何を欲しているのか(その7)
ブレーキは、スピードをつねに抑えるためにあるものではないはずだ
(車は運転しないので想像が多分に含まれている)。
すくなくともオーディオにおいて菅野先生の言われていた「感覚の逸脱のブレーキ」は、
つねにブレーキを効かせながら安全に、という意味ではない。
オーディオは己の装置で、変化をとことん味わう必要が、必ずある。
なにも常に変化させる必要があるというわけではなく、ある一時期であったり、周期的にでもあったり、
とにかくありとあらゆる変化を経験しておくことは、絶対に無駄にはならない。
だが少しずつの変化なら、元に戻そうと思えばすぐにもどせるだろう、という意識から、
大胆になれない人もいるだろう。

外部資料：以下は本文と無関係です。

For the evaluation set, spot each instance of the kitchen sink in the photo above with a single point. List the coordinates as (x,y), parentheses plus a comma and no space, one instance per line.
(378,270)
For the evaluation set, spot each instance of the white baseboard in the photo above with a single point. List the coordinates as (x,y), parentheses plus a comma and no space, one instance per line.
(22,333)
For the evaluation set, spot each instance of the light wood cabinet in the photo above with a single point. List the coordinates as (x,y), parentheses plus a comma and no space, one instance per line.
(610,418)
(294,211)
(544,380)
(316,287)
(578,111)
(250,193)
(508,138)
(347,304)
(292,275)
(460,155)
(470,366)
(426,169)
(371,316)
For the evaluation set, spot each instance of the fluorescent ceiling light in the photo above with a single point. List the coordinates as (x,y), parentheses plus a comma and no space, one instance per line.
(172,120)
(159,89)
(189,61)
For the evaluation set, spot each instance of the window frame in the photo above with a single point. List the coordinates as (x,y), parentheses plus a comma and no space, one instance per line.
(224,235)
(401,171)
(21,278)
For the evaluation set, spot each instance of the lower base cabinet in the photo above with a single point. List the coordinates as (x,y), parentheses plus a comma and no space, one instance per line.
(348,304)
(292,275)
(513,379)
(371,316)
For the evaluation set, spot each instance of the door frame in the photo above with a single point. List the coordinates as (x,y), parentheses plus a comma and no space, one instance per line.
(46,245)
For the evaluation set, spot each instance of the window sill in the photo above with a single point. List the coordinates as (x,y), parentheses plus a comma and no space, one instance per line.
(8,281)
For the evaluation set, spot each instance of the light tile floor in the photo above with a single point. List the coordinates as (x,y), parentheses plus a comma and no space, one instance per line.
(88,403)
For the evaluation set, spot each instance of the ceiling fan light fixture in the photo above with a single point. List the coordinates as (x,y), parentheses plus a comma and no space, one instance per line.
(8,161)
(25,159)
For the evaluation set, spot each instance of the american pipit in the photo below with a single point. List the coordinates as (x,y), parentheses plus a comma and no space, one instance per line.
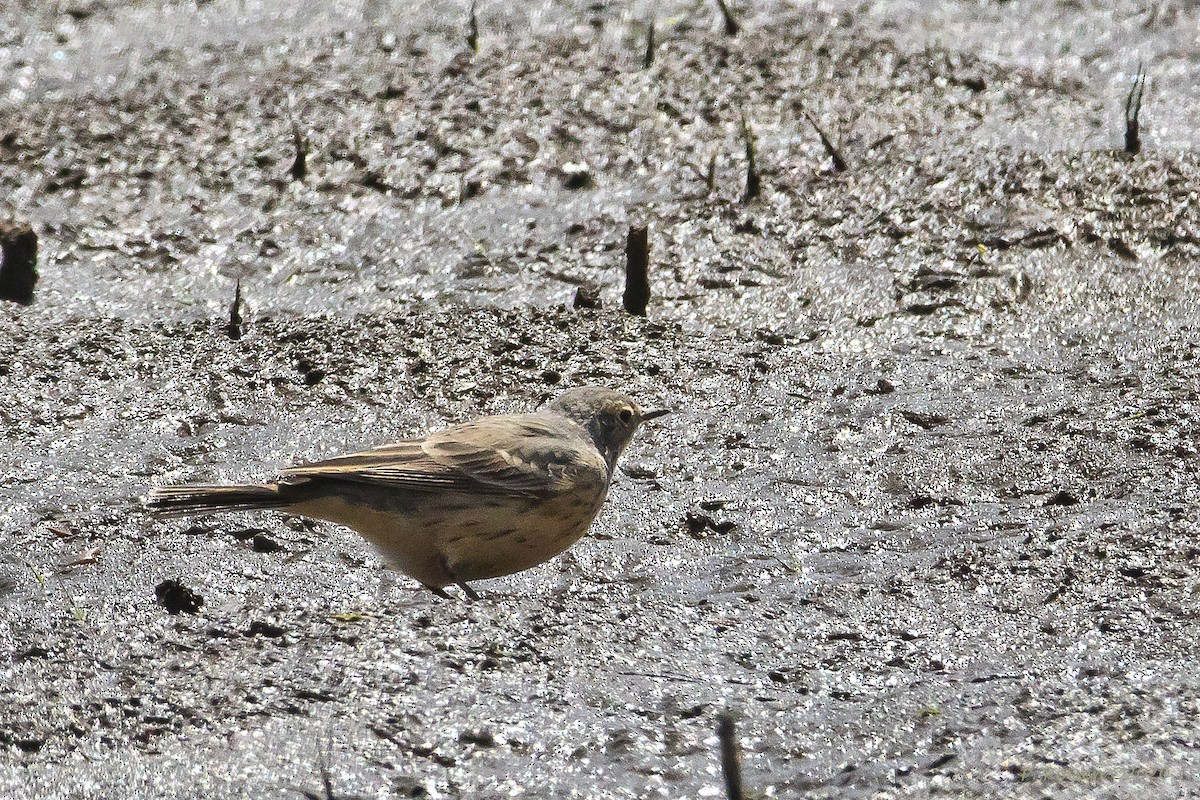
(475,500)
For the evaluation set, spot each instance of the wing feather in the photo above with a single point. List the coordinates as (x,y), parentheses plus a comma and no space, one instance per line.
(527,455)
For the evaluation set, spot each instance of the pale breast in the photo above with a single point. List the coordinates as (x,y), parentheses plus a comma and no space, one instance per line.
(475,535)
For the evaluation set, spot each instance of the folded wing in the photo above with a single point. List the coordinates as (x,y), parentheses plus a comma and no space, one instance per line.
(525,455)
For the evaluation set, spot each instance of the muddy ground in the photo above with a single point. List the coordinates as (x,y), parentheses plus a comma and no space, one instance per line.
(924,519)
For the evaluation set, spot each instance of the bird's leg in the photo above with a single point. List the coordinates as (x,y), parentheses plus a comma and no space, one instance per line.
(459,582)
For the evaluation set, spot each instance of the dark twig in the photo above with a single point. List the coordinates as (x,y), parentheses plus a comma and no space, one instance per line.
(234,328)
(1133,108)
(839,163)
(18,263)
(472,29)
(731,24)
(731,762)
(300,163)
(754,182)
(637,270)
(648,56)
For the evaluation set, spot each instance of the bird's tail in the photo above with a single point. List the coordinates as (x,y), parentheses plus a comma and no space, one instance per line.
(179,500)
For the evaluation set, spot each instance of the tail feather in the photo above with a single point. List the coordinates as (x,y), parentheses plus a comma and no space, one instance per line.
(178,500)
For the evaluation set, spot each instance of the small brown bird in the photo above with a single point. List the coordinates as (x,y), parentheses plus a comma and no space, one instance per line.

いい音を求めたい……、けれど大きく変化させてしまって、
それにより音が以前より悪くなったら、せっかくうまいとこ鳴っていたのに、もう元には戻せそうにない……。
つい臆病になることは、誰にでもあることだろう。
そういう意識が、行動にブレーキをかけてしまっている。
行動だけではなく、考えにもブレーキをかけているかもしれない。
けれどヘッドフォンという「感覚の逸脱のブレーキ」があれば、ときに大きく逸脱してしまったとしても、
修整はそう困難なことではなくなる。
ヘッドフォンは行動のブレーキではない、あくまでも「感覚の逸脱のブレーキ」である。
そのちがいをはっきりと認識したときに、
オーディオへのとりくみは、しずかではあろうが確実に変っていくはずだ。